Before surgery, you might be advised to take a few sessions of physical therapy that will help in reducing pain and swelling and increase the range of flexibility and motion. A stiff knee creates complications in ACL reconstruction technique and proves to have slow recovery afterwards.
ACL reconstruction surgery- Procedure
Your surgeon will use general anesthesia to perform the surgery so that you will be comfortable around the surgical procedure. The reconstruction surgery will be done following a few steps that may vary according to conditions. Here is the small guide to the process;
- Firstly, small incisions will be made by a surgeon around the knee joint to make free access for the arthroscopic and surgical instruments.
- Once the arthroscope is inserted into the knee, the surgeon will pass on saline solution to temporarily expand the space among the joints. The goal is to make enough space for arthroscopic camera and tools that will deliver the status through video to the monitor that will guide the surgeon throughout the process.
- Now the surgeon will evaluate the area of injury and ACL tore that includes the region of articular cartilage, left and right meniscus. If any of these tissues are damaged, the surgeon will repair them on priority, first.
- A new graft will be harvested to the patient’s knee. This graft is made from the particular section of a tendon from some other part of a patient’s body. Once prepared, it will be attached at each end to plugs of bone in between patella and tibia.
- These newly formed plugs assist in supporting the graft that will later perform as the new ACL in the patient’s knee. The surgeon will insert the ACL into the femur bone and tibia while using a medical flexible wire guide.
- Lastly, the screws were applied to fix the plugs of bone to secure it for longer run firmly. With time the caps will coordinate with the surrounding bones.
- After the procedure is done, the instruments and arthroscopic camera will be removed, a wound will be covered with stitches.
After the surgery, the patient will be shifted to the recovery room till the time he/she gets consciousness over anaesthesia. In maximum cases, ACL reconstruction is meant to be done as outpatient surgery, or it is possible to have to make a hospital stay for 1 to 2 days.
- Before going home you will be guided to walking techniques with crutches. Even the surgeon may suggest you wear knee brace/ splint to support and protect the graft.
- You have to follow precautions to control post-surgery swelling and pain which is natural to occur. Keep the position of leg elevated, apply an ice pack to your knee and don’t put stress.
- Pain medications will be prescribed such as Advil, Tylenol or Aleve or sometimes stronger dosage. Don’t take without any advice as it may cause side effects.
- Follow all the necessary instructions including the change of dressings on the wound, when to bathe, dietary plans, medications and other post-surgery aftercare.
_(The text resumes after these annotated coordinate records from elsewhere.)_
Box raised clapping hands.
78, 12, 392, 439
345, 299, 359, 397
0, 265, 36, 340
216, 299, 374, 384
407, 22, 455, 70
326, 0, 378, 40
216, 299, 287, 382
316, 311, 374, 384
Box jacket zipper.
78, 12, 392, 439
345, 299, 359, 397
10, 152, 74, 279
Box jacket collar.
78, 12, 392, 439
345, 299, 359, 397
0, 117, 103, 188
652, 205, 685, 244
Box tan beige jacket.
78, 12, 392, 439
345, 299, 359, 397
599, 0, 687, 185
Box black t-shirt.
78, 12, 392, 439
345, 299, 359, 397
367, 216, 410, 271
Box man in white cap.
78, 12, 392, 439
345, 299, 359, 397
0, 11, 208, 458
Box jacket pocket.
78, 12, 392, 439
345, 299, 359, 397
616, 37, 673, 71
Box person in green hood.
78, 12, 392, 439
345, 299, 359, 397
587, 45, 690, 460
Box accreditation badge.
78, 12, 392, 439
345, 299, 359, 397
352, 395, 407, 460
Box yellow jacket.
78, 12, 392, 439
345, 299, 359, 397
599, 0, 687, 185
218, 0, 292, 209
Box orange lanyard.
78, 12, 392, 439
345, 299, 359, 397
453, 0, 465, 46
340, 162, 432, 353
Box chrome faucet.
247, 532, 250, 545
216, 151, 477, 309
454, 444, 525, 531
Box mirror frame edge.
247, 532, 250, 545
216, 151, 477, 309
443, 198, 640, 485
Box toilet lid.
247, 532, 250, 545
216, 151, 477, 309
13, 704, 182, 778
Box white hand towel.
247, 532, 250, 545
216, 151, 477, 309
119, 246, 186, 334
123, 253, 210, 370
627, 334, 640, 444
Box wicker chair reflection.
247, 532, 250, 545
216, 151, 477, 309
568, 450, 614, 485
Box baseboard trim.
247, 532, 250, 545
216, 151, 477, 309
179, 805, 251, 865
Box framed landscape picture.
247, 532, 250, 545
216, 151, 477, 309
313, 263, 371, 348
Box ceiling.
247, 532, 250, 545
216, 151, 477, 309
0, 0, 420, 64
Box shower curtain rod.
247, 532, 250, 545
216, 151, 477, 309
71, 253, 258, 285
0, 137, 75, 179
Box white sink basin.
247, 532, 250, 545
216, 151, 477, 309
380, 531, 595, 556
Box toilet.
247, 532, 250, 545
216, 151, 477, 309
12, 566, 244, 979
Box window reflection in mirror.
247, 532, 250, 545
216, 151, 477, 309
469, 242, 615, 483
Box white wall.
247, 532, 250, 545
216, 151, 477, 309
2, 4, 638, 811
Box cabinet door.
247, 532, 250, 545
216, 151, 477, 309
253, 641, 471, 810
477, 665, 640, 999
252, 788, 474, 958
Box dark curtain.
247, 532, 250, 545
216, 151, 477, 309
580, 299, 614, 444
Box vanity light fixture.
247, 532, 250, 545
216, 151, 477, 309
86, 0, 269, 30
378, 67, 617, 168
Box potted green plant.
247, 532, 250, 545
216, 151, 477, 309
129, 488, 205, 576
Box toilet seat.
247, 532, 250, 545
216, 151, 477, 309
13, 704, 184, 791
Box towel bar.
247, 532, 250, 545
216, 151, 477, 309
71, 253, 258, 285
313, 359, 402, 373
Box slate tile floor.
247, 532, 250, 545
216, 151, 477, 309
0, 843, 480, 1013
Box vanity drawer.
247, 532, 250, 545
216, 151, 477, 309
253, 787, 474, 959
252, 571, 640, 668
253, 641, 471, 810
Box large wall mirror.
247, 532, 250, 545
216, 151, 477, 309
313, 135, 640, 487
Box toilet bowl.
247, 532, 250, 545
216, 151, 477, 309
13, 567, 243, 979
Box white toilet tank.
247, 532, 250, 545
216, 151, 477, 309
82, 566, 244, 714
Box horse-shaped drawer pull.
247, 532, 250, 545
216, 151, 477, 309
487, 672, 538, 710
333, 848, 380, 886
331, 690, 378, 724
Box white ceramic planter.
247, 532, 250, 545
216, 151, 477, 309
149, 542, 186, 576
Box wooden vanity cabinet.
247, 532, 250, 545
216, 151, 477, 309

- Soon after the surgery, you will be directed to take physical therapy that will help to improve flexibility and strengthen the muscles around the knee. Take physical therapy for a specific period and learn to exercise to perform on your own.
Following the precautionary and post-surgery care plans will be led to a fast recovery and give positive outcomes out of reconstruction surgery.
For the successful result of the ACL surgery, the patient needs to focus on complete rehabilitation that assists in restoring usual functioning and stability of the knee sooner. It will take (8 to 9) months to recover from the injury. You will be advised to strive to regain mobility of the treated knee as equal to the opposite knee, which is necessary for the circulation and bringing back the strength. However, you will have a complete direction of do’s and don’t from your concerned surgeon. For athletes, it will be advised to take a year’s rest to return into sports activities.